No caso da AMMG, com o plano de ação e orçamento de 2020 a projetar cerca de 851,9 milhões de euros em DTA este ano (mais 18 milhões do que em 2019 e representando cerca de 20% do total do ativo), isto significa que terá necessariamente de registar lucros avultados nos próximos anos para poder recuperar estes ativos. O que não parece verosímil para a PwC, que pretende que uma parte destes créditos fiscais seja já anulada.

Não é ainda claro qual seria o impacto nas contas da mutualista. Ainda assim, abatendo-se uma parte do ativo, isso afetará diretamente os capitais próprios, que totalizavam cerca de 250 milhões de euros, numa base consolidada, no final de 2018.

Contactada pelo ECO, a AMMG limitou-se a dizer que não pode dar informação sobre as contas, “porque estas ainda não se encontram apreciadas pelo conselho geral nem aprovadas pela assembleia geral, devido à situação de pandemia”. A PwC não respondeu até à publicação do artigo.

Foi em 2018 que a AMMG aderiu ao regime dos DTA, ainda com Tomás Correia na liderança, Virgílio Lima como administrador e a KPMG como auditor.

Embora tenha abdicado da isenção fiscal de que beneficiava por ser uma IPSS, a mutualista avançou para esta medida (com a bênção do Ministério das Finanças) com o objetivo de tapar o buraco nas contas. Registou logo na altura mais de 800 milhões de euros em ativos por impostos diferidos, naquilo que foi considerado na altura um “passe de mágica” ou “engenharia fiscal” que permitiu à instituição inverter uma situação de falência (capitais próprios negativos de 250 milhões) para uma situação de capitais próprios positivos de 500 milhões.

A questão dos créditos fiscais volta agora a ser analisada pelo novo auditor e a colocar à prova a mutualista. Reina um sentimento de incerteza à volta da instituição. Mesmo entre os administradores o ambiente já foi melhor. Um conjunto de associados, entre eles Fernando Ribeiro Mendes (que se candidatou à liderança nas últimas eleições), o economista Eugénio Rosa e os conselheiros Carlos Areal ou Viriato Silva, publicou esta semana uma carta aberta dirigida a Virgílio Lima, manifestando preocupação em relação ao futuro da instituição e exigindo a divulgação das contas.

Em resposta ao ECO, a AMMG diz que perspetiva “a marcação da assembleia geral antes de 30 de junho, na expectativa de que as condições decorrentes da pandemia permitam a sua efetiva concretização, dado que é frequente que as assembleias gerais da mutualista reunirem algumas centenas de pessoas”.

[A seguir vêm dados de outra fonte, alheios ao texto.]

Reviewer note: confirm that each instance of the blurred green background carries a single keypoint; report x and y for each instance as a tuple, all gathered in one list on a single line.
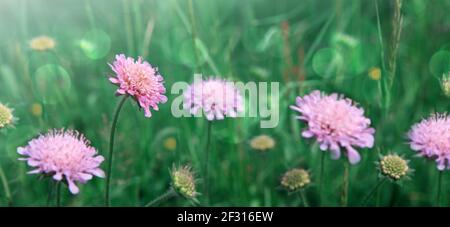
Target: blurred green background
[(334, 46)]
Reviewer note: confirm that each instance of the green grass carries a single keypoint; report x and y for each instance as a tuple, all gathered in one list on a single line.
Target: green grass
[(331, 45)]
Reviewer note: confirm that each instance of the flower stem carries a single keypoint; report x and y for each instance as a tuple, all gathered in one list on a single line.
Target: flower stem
[(374, 189), (344, 194), (50, 192), (303, 197), (111, 148), (322, 166), (6, 186), (438, 197), (169, 194), (58, 194), (208, 148)]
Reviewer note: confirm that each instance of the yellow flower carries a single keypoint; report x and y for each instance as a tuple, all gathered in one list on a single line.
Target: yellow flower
[(262, 143), (170, 144), (445, 84), (375, 73), (42, 43), (36, 109), (6, 116)]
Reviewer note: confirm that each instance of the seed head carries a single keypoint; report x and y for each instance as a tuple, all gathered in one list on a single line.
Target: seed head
[(262, 143), (183, 181), (394, 166)]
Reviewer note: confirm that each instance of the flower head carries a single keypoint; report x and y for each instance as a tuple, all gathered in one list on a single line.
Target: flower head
[(375, 73), (36, 109), (445, 84), (394, 167), (295, 179), (262, 143), (139, 80), (64, 155), (431, 138), (6, 116), (216, 97), (336, 122), (42, 43), (170, 144), (183, 181)]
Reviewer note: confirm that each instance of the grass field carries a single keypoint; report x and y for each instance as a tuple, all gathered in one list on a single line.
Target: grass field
[(388, 58)]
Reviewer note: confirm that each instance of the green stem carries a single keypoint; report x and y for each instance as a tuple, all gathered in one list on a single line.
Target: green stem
[(193, 33), (207, 151), (438, 197), (169, 194), (374, 189), (58, 194), (6, 186), (344, 194), (303, 197), (111, 149), (50, 192), (395, 192), (322, 166)]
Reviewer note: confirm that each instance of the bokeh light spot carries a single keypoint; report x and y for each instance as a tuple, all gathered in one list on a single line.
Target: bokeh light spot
[(326, 62), (95, 44), (51, 83)]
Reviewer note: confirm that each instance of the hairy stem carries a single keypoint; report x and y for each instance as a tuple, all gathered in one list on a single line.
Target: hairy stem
[(439, 188), (344, 194), (58, 193), (207, 151), (111, 149), (322, 166), (303, 198), (6, 186)]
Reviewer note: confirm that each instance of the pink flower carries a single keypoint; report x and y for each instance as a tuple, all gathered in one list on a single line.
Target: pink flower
[(216, 97), (63, 155), (336, 122), (431, 138), (139, 80)]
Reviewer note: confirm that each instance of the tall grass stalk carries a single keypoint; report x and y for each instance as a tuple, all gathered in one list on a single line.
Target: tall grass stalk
[(397, 22), (167, 195), (6, 186), (206, 169)]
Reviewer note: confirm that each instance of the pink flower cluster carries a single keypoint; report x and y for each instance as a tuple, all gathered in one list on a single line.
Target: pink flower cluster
[(139, 80), (336, 123), (64, 155), (216, 97), (431, 138)]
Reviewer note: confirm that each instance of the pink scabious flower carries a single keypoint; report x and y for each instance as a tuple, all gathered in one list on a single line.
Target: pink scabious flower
[(431, 138), (64, 155), (216, 97), (336, 122), (139, 80)]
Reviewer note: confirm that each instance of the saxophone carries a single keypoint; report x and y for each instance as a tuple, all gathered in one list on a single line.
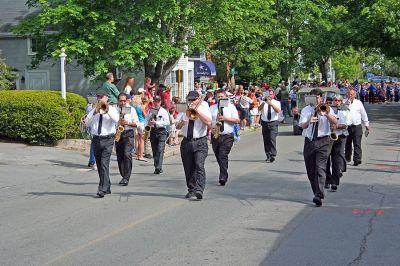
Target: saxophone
[(218, 124), (120, 128)]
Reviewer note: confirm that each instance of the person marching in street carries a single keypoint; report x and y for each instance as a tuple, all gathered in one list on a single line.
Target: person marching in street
[(102, 121), (270, 109), (158, 120), (358, 115), (194, 146), (337, 160), (316, 130), (222, 141), (125, 144)]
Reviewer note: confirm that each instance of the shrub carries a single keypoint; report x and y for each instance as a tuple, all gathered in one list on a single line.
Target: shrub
[(39, 117)]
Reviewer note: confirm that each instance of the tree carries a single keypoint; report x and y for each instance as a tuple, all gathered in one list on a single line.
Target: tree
[(104, 34), (7, 75)]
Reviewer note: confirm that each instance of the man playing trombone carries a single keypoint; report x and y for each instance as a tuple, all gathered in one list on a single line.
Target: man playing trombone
[(194, 146), (157, 120), (270, 110), (316, 121), (125, 142), (338, 140), (224, 116), (102, 121)]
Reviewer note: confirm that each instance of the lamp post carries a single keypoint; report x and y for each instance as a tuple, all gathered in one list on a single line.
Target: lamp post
[(63, 82)]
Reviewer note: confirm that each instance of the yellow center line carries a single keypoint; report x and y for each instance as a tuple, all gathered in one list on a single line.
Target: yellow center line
[(112, 234)]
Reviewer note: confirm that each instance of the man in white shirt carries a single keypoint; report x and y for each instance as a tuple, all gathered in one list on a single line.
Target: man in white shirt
[(194, 146), (222, 141), (125, 145), (316, 130), (158, 119), (270, 109), (358, 115), (102, 121), (336, 158)]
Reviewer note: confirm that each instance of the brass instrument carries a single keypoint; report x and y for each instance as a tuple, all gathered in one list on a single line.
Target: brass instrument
[(120, 128), (192, 113)]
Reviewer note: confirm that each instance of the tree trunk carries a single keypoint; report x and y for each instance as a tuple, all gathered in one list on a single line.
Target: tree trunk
[(160, 71), (323, 69)]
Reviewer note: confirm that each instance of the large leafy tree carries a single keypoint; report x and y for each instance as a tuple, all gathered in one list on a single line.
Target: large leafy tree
[(104, 34)]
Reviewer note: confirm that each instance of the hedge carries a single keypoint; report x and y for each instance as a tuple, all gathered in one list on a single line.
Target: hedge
[(40, 117)]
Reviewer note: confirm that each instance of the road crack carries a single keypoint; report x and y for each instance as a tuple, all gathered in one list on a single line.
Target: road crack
[(364, 241)]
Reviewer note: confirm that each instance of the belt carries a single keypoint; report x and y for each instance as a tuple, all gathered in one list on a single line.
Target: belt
[(195, 139), (104, 137)]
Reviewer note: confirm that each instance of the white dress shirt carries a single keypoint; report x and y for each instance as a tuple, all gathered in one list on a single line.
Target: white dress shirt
[(162, 117), (200, 129), (230, 112), (110, 120), (130, 118), (324, 128), (357, 113), (274, 115)]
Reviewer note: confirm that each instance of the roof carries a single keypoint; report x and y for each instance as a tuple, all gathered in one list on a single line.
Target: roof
[(12, 12)]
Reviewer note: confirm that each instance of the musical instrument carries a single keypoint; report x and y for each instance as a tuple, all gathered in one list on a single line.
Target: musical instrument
[(192, 113), (221, 104)]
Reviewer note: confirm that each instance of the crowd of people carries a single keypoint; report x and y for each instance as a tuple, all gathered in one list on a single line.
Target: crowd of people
[(147, 119)]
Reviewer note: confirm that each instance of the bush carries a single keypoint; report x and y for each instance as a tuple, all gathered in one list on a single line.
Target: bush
[(39, 117)]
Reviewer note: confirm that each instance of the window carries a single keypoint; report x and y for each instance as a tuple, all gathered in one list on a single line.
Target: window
[(32, 46)]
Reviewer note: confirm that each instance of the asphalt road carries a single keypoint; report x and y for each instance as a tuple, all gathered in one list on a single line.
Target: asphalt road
[(264, 216)]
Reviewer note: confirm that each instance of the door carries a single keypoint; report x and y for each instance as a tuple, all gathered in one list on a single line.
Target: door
[(37, 80)]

A assembleia geral tem de ser convocada com 15 dias de antecedência. Também o conselho geral da AMMG tem de ser chamado a apreciar as contas (os conselheiros não têm poder de decisão em relação às contas), antes de serem submetidas à aprovação dos associados.

O grupo de associados também não poupa críticas ao Governo, designadamente o Ministério do Trabalho, Solidariedade e Segurança Social. Também a ASF foi acusada que querer “sacudir responsabilidades” ao empurrar a supervisão financeira da mutualista para o ministério de Ana Mendes Godinho. Questionado pelo ECO sobre se com a norma regulamentar publicada há duas semanas veio impor à AMMG uma data para a apresentação de contas, o regulador rejeita essa tese.

“Não, a ASF regulou o prazo de reporte das demonstrações financeiras das associações mutualistas a 31 de dezembro de 2019, tendo fixado um prazo de 30 dias após a data da entrada em vigor da norma regulamentar, sem impacto nos prazos legais de apresentação de contas“, disse a ASF.